NEW DELHI (Reuters) - Britain already has a good visa system with India, Prime Minister Theresa May said late on Sunday as she arrived in the country for her first bilateral trip outside of the European Union since June’s Brexit vote.
May has said she plans to use the two-day visit to try to reduce barriers to trade with India and pave the way for a post-Brexit free-trade deal, but with the Indian government keen to secure more access to Britain for students and skilled workers, visa numbers are likely to be a sticking point in any talks.
Immigration was central to the debate ahead of Britain’s June 23 vote to leave the EU, and May has vowed to stick to a pledge made by her predecessor David Cameron to bring annual net migration below 100,000 from more than three times that.
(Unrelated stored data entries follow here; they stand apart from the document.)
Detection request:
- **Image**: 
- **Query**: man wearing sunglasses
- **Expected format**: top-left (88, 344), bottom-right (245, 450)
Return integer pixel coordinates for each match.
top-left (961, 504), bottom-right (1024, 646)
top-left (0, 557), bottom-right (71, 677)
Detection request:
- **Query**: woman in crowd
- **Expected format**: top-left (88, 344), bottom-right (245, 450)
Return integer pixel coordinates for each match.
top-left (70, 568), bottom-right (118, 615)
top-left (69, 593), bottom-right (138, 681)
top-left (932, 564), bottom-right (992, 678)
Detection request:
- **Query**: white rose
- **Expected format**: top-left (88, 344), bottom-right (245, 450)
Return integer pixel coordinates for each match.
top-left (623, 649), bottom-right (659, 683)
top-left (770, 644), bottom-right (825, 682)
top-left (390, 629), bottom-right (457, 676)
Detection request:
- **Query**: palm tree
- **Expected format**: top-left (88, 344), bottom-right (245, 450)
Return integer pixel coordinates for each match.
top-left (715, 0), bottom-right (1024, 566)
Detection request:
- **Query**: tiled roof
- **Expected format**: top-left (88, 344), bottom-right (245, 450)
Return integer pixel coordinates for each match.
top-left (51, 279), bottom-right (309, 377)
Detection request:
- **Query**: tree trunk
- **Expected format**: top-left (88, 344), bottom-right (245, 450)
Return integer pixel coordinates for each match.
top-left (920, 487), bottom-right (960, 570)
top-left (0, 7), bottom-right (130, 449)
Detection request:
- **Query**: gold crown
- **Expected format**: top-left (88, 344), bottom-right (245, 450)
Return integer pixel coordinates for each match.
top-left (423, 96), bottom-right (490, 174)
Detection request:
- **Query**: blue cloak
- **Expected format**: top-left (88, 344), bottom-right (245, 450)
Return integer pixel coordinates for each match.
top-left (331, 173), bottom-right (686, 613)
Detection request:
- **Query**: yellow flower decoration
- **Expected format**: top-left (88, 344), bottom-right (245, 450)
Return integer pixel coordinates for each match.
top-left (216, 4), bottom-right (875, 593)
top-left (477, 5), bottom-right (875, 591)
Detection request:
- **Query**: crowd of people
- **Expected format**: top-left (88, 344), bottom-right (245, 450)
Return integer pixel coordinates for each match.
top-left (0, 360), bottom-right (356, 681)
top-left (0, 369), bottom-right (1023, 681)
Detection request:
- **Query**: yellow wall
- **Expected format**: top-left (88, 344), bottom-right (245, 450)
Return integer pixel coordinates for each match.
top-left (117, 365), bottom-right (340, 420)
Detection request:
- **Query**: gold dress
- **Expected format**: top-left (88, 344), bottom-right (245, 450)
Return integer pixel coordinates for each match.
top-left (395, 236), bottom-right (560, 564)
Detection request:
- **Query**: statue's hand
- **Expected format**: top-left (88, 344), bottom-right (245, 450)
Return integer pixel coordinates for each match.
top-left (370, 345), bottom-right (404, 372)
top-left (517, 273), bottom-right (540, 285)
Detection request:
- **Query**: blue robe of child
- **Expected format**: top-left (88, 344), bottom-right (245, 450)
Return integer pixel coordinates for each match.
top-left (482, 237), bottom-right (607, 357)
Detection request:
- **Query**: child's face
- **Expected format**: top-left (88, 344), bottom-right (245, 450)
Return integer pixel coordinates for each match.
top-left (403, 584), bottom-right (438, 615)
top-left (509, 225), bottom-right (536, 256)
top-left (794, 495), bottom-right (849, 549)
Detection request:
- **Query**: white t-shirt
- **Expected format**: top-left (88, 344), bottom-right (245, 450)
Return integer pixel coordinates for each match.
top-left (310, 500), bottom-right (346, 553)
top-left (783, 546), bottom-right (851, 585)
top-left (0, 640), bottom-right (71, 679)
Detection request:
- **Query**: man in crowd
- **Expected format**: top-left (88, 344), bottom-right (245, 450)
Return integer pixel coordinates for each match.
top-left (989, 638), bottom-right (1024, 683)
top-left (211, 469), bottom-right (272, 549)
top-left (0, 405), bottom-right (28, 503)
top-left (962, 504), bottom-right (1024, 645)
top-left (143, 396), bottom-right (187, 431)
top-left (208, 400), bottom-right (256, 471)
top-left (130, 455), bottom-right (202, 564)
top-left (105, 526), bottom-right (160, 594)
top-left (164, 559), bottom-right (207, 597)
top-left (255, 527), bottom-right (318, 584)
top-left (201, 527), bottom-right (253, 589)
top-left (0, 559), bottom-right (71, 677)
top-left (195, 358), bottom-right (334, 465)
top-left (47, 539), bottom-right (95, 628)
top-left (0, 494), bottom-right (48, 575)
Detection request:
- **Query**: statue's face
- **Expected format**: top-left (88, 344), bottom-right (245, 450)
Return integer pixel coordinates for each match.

Asked by a reporter whether, in return for a trade deal, the government would consider a visa system more sympathetic to Indians, May said Britain already issued more work visas to Indian nationals than to those from China, Australia and the United States combined.
“We have a visa system for countries outside the European Union which ensures the brightest and the best are able to come to the United Kingdom,” she said. “We have, I believe, a good system. We will be talking about trade here.”
Britain plans to offer new services to improve business travel for Indian visitors, including faster clearance through UK border controls, but an aide to May said this was about speeding up the process rather than boosting numbers.
“As we leave the EU, we want to ensure that the United Kingdom remains one of the most attractive countries in the world to do business and invest,” May said in a statement.